From Bugzilla Helper: User-Agent: Mozilla/5.0 (X11; U; Linux i686; en-US; rv:1.0.2) Gecko/20021120 Netscape/7.01 Description of problem: We have a partiotion (size ~ 1TB) with user quotas turned on. 'repquota -a' and warnquota used to work fine. Now, with the amount of data and users growing on that partition (currently ~450GB for ~100 users), both commands stopped working and terminated with a "Segmentation fault". Version-Release number of selected component (if applicable): quota-3.06-9.7 How reproducible: Always Steps to Reproduce: 1. run 'repquota -a' or warnquota 2. 3. Actual Results: Segmentation fault Expected Results: List quotas and send an email to people who are over quota. Additional info: # repquota -a *** Report for user quotas on device /dev/sdd1 Block grace time: 7days; Inode grace time: 7days Block limits File limits User used soft hard grace used soft hard grace ---------------------------------------------------------------------- Segmentation fault # /usr/sbin/warnquota Segmentation fault
Created attachment 92828 [details] 'repquota -a' strace
Created attachment 92829 [details] warnquota strace
General infos: # uname -a Linux foo 2.4.18-27.7.xsmp #1 SMP Fri Mar 14 05:52:30 EST 2003 i686 unknown # df -h Filesystem Size Used Avail Use% Mounted on /dev/md0 387M 117M 250M 32% / /dev/md3 980M 74M 856M 8% /.afs_cache /dev/md5 7.7G 33M 7.2G 1% /local none 1.9G 0 1.8G 0% /dev/shm /dev/md2 980M 17M 914M 2% /tmp /dev/md4 4.8G 1.4G 3.2G 29% /usr /dev/md1 1.9G 125M 1.7G 7% /var /dev/sdd1 1019G 474G 545G 47% /export/home/h1 /dev/sde1 849G 217G 632G 26% /export/project/p1 /dev/sdg1 902G 162G 740G 18% /export/scratch/s1 /dev/sde2 7.6M 1.2M 6.0M 16% /var/lib/nfs sdd1 has user quotas turned on sde1 and sde2 have group quotas turned on ('repquota -ag' works, btw)

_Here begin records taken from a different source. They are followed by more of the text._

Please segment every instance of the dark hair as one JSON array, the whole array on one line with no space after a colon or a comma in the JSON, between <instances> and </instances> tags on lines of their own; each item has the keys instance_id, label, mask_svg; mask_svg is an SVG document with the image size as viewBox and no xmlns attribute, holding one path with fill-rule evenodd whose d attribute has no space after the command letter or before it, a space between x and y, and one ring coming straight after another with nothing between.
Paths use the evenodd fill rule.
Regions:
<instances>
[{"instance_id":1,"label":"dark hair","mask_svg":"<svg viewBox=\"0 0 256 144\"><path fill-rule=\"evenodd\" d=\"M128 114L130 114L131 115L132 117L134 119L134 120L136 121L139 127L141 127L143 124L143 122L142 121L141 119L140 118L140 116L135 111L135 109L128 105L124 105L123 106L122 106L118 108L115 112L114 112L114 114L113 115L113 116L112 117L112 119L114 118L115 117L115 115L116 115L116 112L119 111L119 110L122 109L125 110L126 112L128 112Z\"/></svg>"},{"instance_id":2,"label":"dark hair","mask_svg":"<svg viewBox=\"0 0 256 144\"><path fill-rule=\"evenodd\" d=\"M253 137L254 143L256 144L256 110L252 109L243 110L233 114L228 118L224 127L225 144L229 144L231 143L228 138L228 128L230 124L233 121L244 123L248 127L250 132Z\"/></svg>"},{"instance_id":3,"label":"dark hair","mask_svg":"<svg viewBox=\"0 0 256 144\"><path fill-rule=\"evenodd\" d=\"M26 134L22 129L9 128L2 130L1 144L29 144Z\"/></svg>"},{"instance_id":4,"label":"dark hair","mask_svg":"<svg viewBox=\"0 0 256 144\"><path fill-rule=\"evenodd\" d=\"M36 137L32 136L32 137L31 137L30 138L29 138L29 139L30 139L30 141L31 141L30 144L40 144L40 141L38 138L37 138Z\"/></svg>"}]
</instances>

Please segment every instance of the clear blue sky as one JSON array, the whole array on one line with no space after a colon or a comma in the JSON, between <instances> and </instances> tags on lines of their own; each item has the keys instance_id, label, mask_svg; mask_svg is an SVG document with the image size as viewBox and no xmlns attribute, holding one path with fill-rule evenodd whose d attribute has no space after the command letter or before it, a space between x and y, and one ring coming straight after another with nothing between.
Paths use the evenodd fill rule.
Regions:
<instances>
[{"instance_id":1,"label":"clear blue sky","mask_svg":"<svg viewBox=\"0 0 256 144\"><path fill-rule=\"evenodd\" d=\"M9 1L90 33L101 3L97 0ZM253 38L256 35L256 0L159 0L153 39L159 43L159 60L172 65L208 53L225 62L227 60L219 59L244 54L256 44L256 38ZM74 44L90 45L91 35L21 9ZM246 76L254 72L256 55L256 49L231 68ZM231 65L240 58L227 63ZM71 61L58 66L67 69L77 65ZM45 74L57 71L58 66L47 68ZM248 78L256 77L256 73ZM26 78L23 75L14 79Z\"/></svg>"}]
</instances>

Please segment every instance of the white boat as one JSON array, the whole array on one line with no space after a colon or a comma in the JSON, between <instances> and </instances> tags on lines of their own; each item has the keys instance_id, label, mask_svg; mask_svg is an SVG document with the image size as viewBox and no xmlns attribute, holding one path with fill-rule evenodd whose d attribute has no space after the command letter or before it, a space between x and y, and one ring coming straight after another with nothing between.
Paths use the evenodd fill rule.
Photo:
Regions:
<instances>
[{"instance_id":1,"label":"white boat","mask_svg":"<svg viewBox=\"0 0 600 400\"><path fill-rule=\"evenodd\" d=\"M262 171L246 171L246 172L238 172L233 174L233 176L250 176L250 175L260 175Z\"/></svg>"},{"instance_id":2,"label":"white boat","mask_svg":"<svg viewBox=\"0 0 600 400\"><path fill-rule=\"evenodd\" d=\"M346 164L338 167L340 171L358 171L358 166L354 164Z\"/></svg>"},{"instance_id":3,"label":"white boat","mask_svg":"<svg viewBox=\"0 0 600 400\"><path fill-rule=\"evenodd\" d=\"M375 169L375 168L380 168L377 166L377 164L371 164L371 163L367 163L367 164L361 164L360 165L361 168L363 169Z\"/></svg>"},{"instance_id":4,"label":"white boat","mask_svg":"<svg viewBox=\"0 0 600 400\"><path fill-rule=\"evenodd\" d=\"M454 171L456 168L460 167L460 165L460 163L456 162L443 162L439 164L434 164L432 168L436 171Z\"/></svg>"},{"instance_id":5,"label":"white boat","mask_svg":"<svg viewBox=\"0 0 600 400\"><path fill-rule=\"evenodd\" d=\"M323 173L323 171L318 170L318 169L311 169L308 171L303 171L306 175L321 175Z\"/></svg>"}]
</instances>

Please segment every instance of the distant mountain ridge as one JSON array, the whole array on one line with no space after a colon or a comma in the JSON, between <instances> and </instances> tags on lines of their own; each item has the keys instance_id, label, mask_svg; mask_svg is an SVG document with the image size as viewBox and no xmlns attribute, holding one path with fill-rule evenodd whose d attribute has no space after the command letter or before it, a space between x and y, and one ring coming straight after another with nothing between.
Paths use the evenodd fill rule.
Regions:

And of course the mounted file systems: /dev/md0 on / type ext3 (rw) none on /proc type proc (rw) /dev/md3 on /.afs_cache type ext3 (rw) none on /dev/pts type devpts (rw,gid=5,mode=620) /dev/md5 on /local type ext3 (rw) none on /dev/shm type tmpfs (rw) /dev/md2 on /tmp type ext3 (rw) /dev/md4 on /usr type ext3 (rw) /dev/md1 on /var type ext3 (rw) /dev/sdd1 on /export/home/h1 type ext3 (rw,data=journal,usrquota) /dev/sde1 on /export/project/p1 type ext3 (rw,data=journal,grpquota) /dev/sdg1 on /export/scratch/s1 type ext3 (rw,data=writeback,grpquota) /dev/sde2 on /var/lib/nfs type ext3 (rw,data=journal) Please let me know if you need more infos, thanks. Regards, Marc
Red Hat apologizes that these issues have not been resolved yet. We do want to make sure that no important bugs slip through the cracks. Red Hat Linux 7.3 and Red Hat Linux 9 are no longer supported by Red Hat, Inc. They are maintained by the Fedora Legacy project (http://www.fedoralegacy.org/) for security updates only. If this is a security issue, please reassign to the 'Fedora Legacy' product in bugzilla. Please note that Legacy security update support for these products will stop on December 31st, 2006. If this is not a security issue, please check if this issue is still present in a current Fedora Core release. If so, please change the product and version to match, and check the box indicating that the requested information has been provided. If you are currently still running Red Hat Linux 7.3 or 9, please note that Fedora Legacy security update support for these products will stop on December 31st, 2006. You are strongly advised to upgrade to a current Fedora Core release or Red Hat Enterprise Linux or comparable. Some information on which option may be right for you is available at http://www.redhat.com/rhel/migrate/redhatlinux/. Any bug still open against Red Hat Linux 7.3 or 9 at the end of 2006 will be closed 'CANTFIX'. Again, if this bug still exists in a current release, or is a security issue, please change the product as necessary. We thank you for your help, and apologize again that we haven't handled these issues to this point.
This is related to kernel corruption of the quota database. It is still present in 2.1AS. Bugs related to this (113144) have been set to CLOSED CURRENTRELEASE.
OK, thanks! Closing, then for Red Hat Linux.